Quote from peterfigliozzi:

Attached is what I've been using to determine "what is likely" vs. "unlikely" to happen.

My point of reference for the market is the pivot points.

The zones for "open" and "close" are:

A: above pivot, below R1
B: between R1 and R2
C: above R2

X: below pivot, above S1
Y: between S1 and S2
Z: below S2

What conclusions do you draw from this?
 
Quote from dbphoenix:

What conclusions do you draw from this?

For example, for openings in zone A, there is a 69% chance to close in zone A,B, or C compared to a 59% chance overall (a signature of the uptrend during the duration of the stats).

Thus if I get short with an "A" opening, I'll be on high alert to close near the pivot, or zone "X", and reverse. I use my normal trading methodology, but I used the statistics to guide the trades.

Another example-- with an "A" opening, if price falls to zone "X", but doesn't hit S1, I will avoid taking short entries. If it does hit S1, the picture changes to a bearish one: of the 11 times it did this, only twice did it end up closing in A,B or C.

I expect these stats to change over time, so I am keeping track of the "all time stats" and also the last hundred days or so.
 
"...He decides which side of the market and which stock affords the best opportunity. He either gets in at the inception of a movement or waits for first reaction after the move has started. He knows just about where his stock should come on the reaction and judges by the way it then acts whether his first impression is confirmed or contradicted. After he gets in it must come up to expectations or he should abandon the trade."

Note his test is behavioral... not explicitly tied to profit or loss... I've found this to be extremely important, for both trade management and profit-taking exits.

Just about done with the book. The stuff about "how to trade" like the quotes i've been showing is great. The actual tape reading techniques (about half the book) seem less valuable. But if you read between the lines there is a lot of good advice.
 
Quote from peterfigliozzi:

Note his test is behavioral... not explicitly tied to profit or loss... I've found this to be extremely important, for both trade management and profit-taking exits.

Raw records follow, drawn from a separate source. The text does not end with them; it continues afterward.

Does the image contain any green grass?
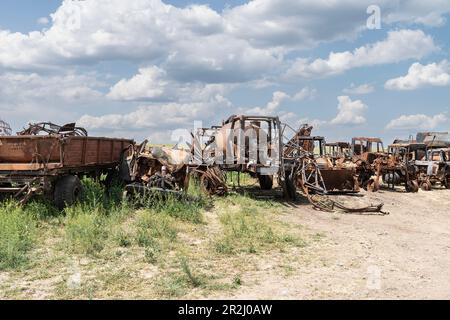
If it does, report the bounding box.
[64,208,109,255]
[0,202,36,270]
[213,194,305,255]
[132,190,206,224]
[0,176,312,299]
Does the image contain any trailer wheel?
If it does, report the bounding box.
[257,174,273,190]
[54,175,83,210]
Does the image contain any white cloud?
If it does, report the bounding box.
[330,96,367,125]
[225,0,450,49]
[386,113,448,130]
[107,66,231,102]
[285,29,437,78]
[78,98,231,131]
[1,0,449,141]
[292,87,317,101]
[385,60,450,90]
[383,0,450,27]
[0,71,107,129]
[0,72,104,102]
[246,87,316,115]
[0,1,448,79]
[343,83,374,95]
[0,0,279,83]
[37,17,50,25]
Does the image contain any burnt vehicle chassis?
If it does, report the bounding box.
[190,115,293,196]
[0,122,133,208]
[351,137,421,192]
[350,137,386,191]
[415,148,450,190]
[283,133,358,194]
[192,115,360,199]
[122,136,228,199]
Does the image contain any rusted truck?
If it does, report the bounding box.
[0,122,133,208]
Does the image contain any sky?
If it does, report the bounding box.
[0,0,449,145]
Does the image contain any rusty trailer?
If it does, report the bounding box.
[0,122,133,208]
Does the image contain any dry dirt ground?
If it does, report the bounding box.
[214,188,450,299]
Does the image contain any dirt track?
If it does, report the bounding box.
[216,188,450,299]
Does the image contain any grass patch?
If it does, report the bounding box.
[134,210,178,264]
[23,200,60,221]
[180,257,203,287]
[213,194,304,255]
[64,208,109,255]
[133,191,205,224]
[0,202,36,270]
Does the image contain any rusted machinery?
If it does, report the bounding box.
[0,122,133,208]
[415,147,450,189]
[371,140,422,192]
[192,116,360,198]
[211,115,282,191]
[122,135,228,198]
[350,137,386,191]
[283,133,358,194]
[416,131,450,146]
[350,137,423,192]
[324,142,351,159]
[122,141,190,195]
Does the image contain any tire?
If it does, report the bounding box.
[54,175,83,210]
[258,174,273,190]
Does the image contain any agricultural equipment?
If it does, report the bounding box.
[195,116,360,198]
[283,134,358,194]
[203,115,284,192]
[122,141,190,194]
[349,137,386,191]
[122,134,228,198]
[371,140,424,192]
[416,132,449,145]
[0,122,133,208]
[324,142,351,159]
[415,148,450,189]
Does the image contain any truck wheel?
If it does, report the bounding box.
[54,175,83,210]
[258,174,273,190]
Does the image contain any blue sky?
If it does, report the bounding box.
[0,0,449,144]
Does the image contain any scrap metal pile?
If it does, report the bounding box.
[122,115,448,214]
[119,115,384,214]
[0,117,448,212]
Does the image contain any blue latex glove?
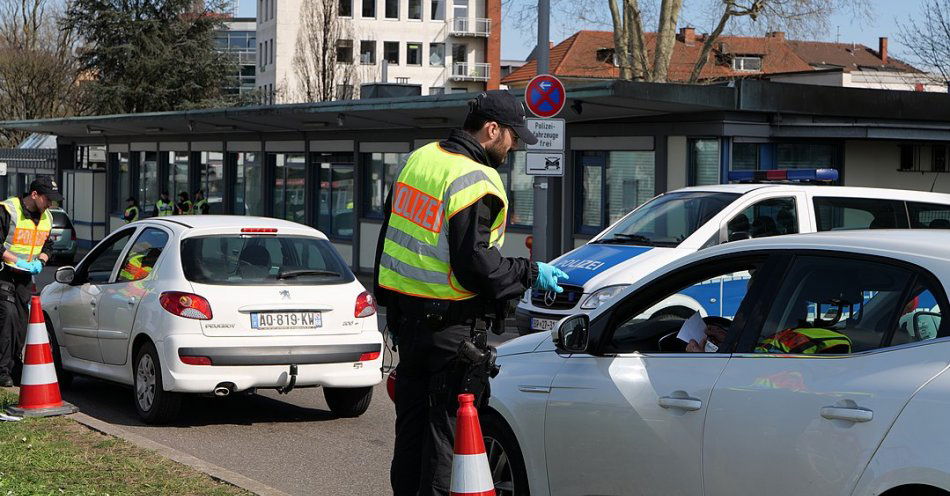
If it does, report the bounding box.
[534,262,569,293]
[14,260,31,272]
[28,260,43,275]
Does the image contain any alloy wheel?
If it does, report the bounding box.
[484,435,515,495]
[136,353,156,412]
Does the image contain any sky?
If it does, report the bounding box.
[236,0,922,61]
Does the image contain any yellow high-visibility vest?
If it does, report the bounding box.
[119,253,152,281]
[192,198,208,214]
[378,142,508,301]
[124,205,139,223]
[0,197,52,267]
[156,200,173,216]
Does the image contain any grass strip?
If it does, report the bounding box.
[0,389,250,496]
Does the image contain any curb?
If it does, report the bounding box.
[68,412,291,496]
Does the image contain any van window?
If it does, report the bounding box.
[814,197,908,231]
[726,197,797,242]
[908,202,950,229]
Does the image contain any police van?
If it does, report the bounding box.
[516,169,950,335]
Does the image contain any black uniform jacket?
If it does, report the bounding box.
[373,129,537,310]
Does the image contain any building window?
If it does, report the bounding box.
[233,152,263,216]
[453,0,468,19]
[167,151,189,206]
[776,143,836,169]
[900,145,916,171]
[450,87,467,93]
[340,0,353,16]
[199,152,224,214]
[429,86,444,95]
[385,0,398,18]
[429,43,444,66]
[139,151,159,214]
[732,142,758,170]
[336,84,354,100]
[408,0,422,18]
[407,43,422,65]
[384,41,399,64]
[688,138,720,186]
[113,152,130,213]
[315,153,355,239]
[362,152,409,218]
[431,0,444,19]
[732,56,762,71]
[272,153,307,223]
[360,40,376,64]
[362,0,376,17]
[499,151,534,226]
[575,150,656,234]
[337,39,353,64]
[452,43,467,63]
[934,145,947,172]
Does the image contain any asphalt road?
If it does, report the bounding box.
[34,259,523,496]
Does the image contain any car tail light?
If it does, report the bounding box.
[179,355,212,365]
[359,351,380,361]
[241,228,278,234]
[355,291,376,318]
[160,291,213,320]
[69,226,76,240]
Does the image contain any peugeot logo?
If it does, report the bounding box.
[279,290,291,300]
[543,291,557,307]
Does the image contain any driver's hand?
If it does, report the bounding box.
[686,338,706,353]
[706,324,728,345]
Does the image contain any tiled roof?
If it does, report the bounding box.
[786,40,919,73]
[502,30,909,85]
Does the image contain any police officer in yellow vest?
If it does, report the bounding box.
[193,189,209,215]
[0,177,61,387]
[123,197,139,223]
[155,192,173,217]
[376,91,568,495]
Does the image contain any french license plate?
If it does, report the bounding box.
[251,312,322,330]
[531,318,558,332]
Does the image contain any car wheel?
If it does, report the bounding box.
[133,342,181,424]
[323,386,373,417]
[45,321,73,389]
[482,412,530,496]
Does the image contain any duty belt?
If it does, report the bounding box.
[0,280,17,303]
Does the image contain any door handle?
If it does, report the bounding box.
[658,396,703,411]
[821,406,873,423]
[90,300,96,307]
[127,297,136,306]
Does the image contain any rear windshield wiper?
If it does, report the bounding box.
[594,233,655,245]
[277,269,341,279]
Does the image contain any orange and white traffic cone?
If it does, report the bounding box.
[6,296,77,417]
[449,393,495,496]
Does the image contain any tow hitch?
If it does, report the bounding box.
[278,364,298,394]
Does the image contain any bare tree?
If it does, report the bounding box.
[293,0,358,102]
[0,0,84,147]
[898,0,950,85]
[513,0,870,83]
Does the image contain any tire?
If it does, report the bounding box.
[481,412,530,496]
[45,321,73,389]
[133,341,181,424]
[323,386,373,417]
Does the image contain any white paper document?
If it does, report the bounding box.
[676,312,706,344]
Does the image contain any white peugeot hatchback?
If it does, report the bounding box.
[485,230,950,496]
[42,216,383,423]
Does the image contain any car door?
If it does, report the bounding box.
[543,253,779,496]
[97,226,170,365]
[57,228,136,363]
[703,253,950,496]
[720,192,809,243]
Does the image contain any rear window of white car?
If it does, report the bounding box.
[180,235,354,285]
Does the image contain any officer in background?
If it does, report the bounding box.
[155,192,173,217]
[375,90,568,495]
[123,197,140,223]
[0,177,61,387]
[175,192,192,215]
[193,189,210,215]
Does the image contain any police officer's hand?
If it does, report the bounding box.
[28,260,43,275]
[14,260,31,272]
[534,262,569,293]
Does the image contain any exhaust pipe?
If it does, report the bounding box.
[213,382,235,397]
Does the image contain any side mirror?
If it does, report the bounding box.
[727,231,752,242]
[54,266,76,285]
[913,311,942,341]
[553,314,590,353]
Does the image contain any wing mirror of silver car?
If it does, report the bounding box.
[54,266,76,285]
[554,314,590,353]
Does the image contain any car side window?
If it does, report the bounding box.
[81,230,135,284]
[814,197,909,231]
[606,258,766,354]
[907,201,950,229]
[753,255,936,355]
[726,197,798,242]
[116,228,169,283]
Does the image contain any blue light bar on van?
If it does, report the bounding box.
[728,168,839,183]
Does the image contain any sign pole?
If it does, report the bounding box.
[531,0,556,262]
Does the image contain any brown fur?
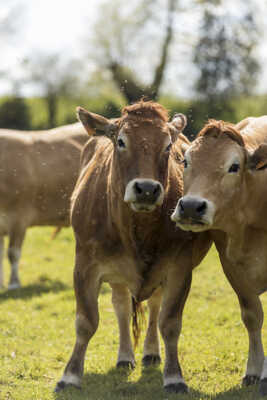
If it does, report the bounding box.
[122,100,169,122]
[198,119,245,147]
[0,123,88,289]
[176,116,267,393]
[56,101,212,393]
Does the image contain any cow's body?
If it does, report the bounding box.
[172,116,267,395]
[55,102,212,394]
[0,123,88,289]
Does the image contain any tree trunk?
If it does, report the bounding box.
[109,0,177,103]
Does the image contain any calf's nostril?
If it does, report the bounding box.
[196,201,207,215]
[134,182,142,194]
[153,184,160,195]
[179,199,185,212]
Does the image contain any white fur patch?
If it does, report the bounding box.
[164,375,185,386]
[61,372,81,386]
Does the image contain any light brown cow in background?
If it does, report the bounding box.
[171,116,267,396]
[0,123,88,289]
[55,101,212,394]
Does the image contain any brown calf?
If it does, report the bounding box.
[55,101,212,394]
[0,124,88,289]
[172,117,267,395]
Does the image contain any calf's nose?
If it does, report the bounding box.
[133,180,162,204]
[178,196,207,219]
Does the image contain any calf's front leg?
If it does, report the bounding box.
[160,266,192,393]
[110,283,135,368]
[55,248,100,392]
[142,286,162,366]
[238,295,264,387]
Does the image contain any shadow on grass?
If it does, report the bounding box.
[0,278,69,303]
[52,365,262,400]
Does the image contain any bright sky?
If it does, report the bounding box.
[1,0,267,97]
[0,0,101,94]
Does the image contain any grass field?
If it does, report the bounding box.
[1,227,267,400]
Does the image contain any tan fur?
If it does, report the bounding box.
[0,123,88,289]
[56,102,212,393]
[175,116,267,392]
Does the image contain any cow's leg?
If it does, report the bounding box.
[159,267,192,393]
[218,254,265,389]
[110,283,135,369]
[0,236,4,288]
[55,248,100,392]
[142,287,162,366]
[8,227,26,290]
[238,295,264,387]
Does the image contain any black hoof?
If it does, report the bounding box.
[164,382,188,394]
[242,374,260,386]
[259,378,267,396]
[116,360,135,369]
[142,354,161,367]
[54,381,81,392]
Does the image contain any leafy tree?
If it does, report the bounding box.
[91,0,178,103]
[0,97,31,130]
[193,0,260,121]
[23,53,82,128]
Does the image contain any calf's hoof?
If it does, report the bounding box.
[142,354,161,367]
[54,380,81,392]
[164,382,188,394]
[116,360,135,369]
[259,378,267,396]
[242,374,260,386]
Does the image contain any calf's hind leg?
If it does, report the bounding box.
[55,249,100,392]
[8,227,26,290]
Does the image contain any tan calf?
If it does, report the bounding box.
[172,117,267,396]
[55,101,212,394]
[0,123,88,289]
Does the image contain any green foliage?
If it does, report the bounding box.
[1,93,266,138]
[1,227,267,399]
[0,96,32,129]
[193,1,260,104]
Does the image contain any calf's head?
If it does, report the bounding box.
[77,101,187,213]
[171,120,267,232]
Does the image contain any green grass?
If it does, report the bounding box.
[0,227,267,399]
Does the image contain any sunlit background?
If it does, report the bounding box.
[1,0,267,136]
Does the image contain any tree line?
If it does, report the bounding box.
[0,0,265,137]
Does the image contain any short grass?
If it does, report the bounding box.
[1,227,267,400]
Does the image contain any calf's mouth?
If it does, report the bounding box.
[124,178,164,213]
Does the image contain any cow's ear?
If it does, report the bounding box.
[77,107,118,139]
[168,113,187,142]
[178,133,191,155]
[248,144,267,171]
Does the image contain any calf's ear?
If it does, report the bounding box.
[168,113,187,142]
[248,144,267,170]
[77,107,118,138]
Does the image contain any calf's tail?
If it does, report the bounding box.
[132,297,145,349]
[50,227,62,240]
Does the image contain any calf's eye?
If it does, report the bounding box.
[117,138,126,149]
[228,163,240,173]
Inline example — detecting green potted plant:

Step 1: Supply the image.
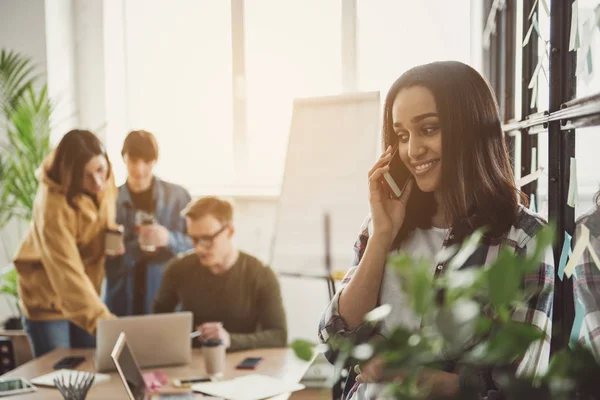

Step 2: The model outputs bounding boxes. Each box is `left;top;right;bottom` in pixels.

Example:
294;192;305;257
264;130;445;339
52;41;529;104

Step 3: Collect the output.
0;49;53;331
292;226;600;399
0;265;21;330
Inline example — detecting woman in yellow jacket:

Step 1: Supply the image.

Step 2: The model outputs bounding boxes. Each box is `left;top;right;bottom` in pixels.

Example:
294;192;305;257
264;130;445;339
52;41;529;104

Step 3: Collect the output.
14;130;119;357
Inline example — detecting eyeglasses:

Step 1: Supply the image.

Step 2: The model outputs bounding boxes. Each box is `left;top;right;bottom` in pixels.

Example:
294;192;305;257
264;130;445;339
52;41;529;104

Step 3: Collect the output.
189;225;228;248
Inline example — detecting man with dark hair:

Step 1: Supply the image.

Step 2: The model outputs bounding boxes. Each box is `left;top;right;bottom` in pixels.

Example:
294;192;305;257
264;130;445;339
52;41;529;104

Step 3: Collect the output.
104;130;193;315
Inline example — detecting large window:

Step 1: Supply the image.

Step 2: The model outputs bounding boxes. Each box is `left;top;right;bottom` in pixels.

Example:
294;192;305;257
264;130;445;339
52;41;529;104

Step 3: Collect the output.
244;0;342;189
106;1;474;193
113;0;233;190
357;0;472;95
574;0;600;218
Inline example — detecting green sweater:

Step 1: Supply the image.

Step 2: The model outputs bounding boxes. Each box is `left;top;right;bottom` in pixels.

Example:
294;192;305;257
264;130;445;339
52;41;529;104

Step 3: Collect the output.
153;251;287;351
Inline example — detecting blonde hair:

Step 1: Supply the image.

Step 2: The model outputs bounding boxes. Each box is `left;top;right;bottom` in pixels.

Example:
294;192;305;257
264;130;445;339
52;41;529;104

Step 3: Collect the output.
182;196;233;224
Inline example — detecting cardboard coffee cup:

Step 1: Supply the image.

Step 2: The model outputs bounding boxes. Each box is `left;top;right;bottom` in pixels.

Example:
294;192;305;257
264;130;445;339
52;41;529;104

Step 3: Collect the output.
105;226;124;256
202;338;225;378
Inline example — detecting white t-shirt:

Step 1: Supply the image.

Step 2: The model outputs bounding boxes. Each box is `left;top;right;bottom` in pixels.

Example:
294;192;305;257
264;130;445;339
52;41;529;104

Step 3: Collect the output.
354;227;448;400
380;226;448;334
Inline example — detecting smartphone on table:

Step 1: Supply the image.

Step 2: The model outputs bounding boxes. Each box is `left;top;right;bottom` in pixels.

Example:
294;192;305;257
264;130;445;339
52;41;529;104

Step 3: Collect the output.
235;357;263;370
382;144;412;198
53;356;85;370
0;377;36;397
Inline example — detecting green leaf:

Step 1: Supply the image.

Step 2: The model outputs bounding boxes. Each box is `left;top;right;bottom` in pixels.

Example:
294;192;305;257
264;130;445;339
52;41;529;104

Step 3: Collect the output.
290;339;314;361
0;265;19;299
466;321;545;365
0;65;52;228
389;254;434;317
487;249;523;309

Just about done with the book. The stuff about "how to trade" like the quotes i've been showing is great. The actual tape reading techniques (about half the book) seem less valuable. But if you read between the lines there is a lot of good advice.

As you explore Wyckoff, you'll find that practically everything you read these days in regard to trading stems from his work (I hesitate to say "copied"). Note, for example, how often what you have in bold is attributed to a certain modern-day trader.
 
Quote from peterfigliozzi:

I am a newbie. Things I have not yet experienced:

(1) Doing everything right, and losing a lot of money.
(2) A mistake or computer error, beyond my control, which leads to losing a lot of money.
(3) Becoming irrational an losing "x" months... or worse, years.. of profit in one day


What about the following?

1a) Doing everything wrong and making a lot of money.
2a) A mistake or computer error, beyond your control which leads to making a lot of money.
3a) Becoming immersed in the zone and making "x" months...or better, years of profit in one day.


 
Quote from peterfigliozzi:

For example, for openings in zone A, there is a 69% chance to close in zone A,B, or C compared to a 59% chance overall (a signature of the uptrend during the duration of the stats).

Thus if I get short with an "A" opening, I'll be on high alert to close near the pivot, or zone "X", and reverse. I use my normal trading methodology, but I used the statistics to guide the trades.

Another example-- with an "A" opening, if price falls to zone "X", but doesn't hit S1, I will avoid taking short entries. If it does hit S1, the picture changes to a bearish one: of the 11 times it did this, only twice did it end up closing in A,B or C.

I expect these stats to change over time, so I am keeping track of the "all time stats" and also the last hundred days or so.

This reminds me of an old book I think I still have (been a while) that is full of statistics like this - splitting the range into zones and then figuring out the probabilities. I wonder if the same probabilities identified in the book apply today. At any rate thanks for reminding me of this idea.